It has come to my attention that I am now allergic to our couch. This is not wholly unexpected. Spring is in the air, which means if you look at me wrong, I sneeze. With pollens already irritating my sensitivities, it doesn’t take much for anything else to send me over the edge into a reaction — in this case, a couch I purchased for fifty bucks from my ex-boyfriend’s ex-roommate’s ex-girlfriend (really) twelve years ago when she moved to another apartment and didn’t want to take it with her. In addition to a fold-out bed so treacherous it could mangle the strongest back, it houses an assortment of writing implements, several handfuls of change, and enough fur to make a full-grown cat.
Adding another allergen to my repertoire was not one of my goals for this year, no matter how worthy the specimen may be. To be honest, I’m still trying to get used to having allergies in the first place. Thanks to good luck in the lottery we call genetics, penicillin, strawberries, bees, and even poison ivy have never given me so much as a rash, sneeze, cough, or itch.

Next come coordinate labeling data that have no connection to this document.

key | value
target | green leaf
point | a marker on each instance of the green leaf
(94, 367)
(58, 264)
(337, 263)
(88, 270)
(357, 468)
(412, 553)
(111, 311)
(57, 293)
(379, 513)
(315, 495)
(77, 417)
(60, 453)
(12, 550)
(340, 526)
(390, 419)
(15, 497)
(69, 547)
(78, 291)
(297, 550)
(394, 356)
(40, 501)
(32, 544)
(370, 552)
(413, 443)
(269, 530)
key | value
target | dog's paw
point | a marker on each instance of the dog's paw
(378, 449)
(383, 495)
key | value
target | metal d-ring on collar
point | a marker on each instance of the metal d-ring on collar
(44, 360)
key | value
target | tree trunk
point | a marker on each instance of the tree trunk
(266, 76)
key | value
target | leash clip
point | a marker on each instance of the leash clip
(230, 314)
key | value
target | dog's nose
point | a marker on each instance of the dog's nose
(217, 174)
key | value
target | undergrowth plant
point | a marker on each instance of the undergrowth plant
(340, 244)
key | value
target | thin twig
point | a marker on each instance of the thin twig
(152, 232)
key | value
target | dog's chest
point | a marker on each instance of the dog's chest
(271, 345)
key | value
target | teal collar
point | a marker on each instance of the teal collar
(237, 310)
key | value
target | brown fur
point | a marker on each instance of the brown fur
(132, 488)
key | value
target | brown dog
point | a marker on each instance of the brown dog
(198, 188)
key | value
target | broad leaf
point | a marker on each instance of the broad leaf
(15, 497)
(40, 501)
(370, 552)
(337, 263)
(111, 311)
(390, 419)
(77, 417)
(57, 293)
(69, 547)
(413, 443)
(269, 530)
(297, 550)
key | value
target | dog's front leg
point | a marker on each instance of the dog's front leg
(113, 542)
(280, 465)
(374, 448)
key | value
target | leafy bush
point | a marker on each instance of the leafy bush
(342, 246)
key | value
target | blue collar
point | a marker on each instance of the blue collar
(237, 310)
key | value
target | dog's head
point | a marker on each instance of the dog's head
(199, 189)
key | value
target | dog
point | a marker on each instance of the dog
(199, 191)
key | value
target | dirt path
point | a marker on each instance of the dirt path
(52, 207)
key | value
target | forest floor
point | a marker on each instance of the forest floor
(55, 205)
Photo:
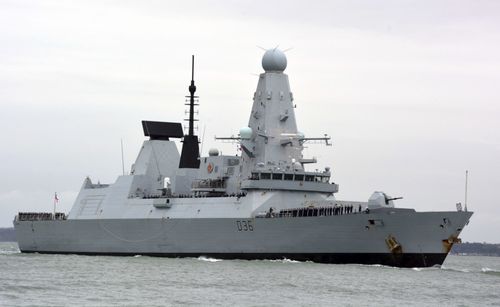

And then by chance I moved to the desert — the climate that physicians in Ohio (where I grew up) recommended for those sensitive to pollens and the like. Now I gleefully spend every spring sneezing. Which is where the couch comes in (again). When springtime rolls around, and the pollens are at their worst, something in or on the couch, knowing that I am temporarily weak, joins in and gives me hives. Since my husband’s not moving back east, and I won’t move without him, the couch has to be the one to go, because I can handle spring in the desert or I can handle ancient upholstery, but it turns out that I can’t handle both.
This is not a decision to be made lightly, however. I’ve had my sofa over a third of my life — longer than I’ve owned any item of clothing, three times longer than my husband and I have been married, and twenty-four times longer than I’ve had my car. Shabbiness and reaction-inducing upholstery aside, there are some serious attachment issues here. Which means I must a) learn to hate the thing so much I must be rid of it or b) find a replacement I like even better. Since the latter has turned out to be nigh unto impossible, it looks like I’m fully relying on choice number one. Once the Couch of Death (See? I’m trying.) is properly vilified in my mind, maybe it will be easier to send it to the great furniture warehouse in the sky and invite a younger, prettier model into our family room. I’ll even try not to feel too guilty about it, but I’m making no guarantees.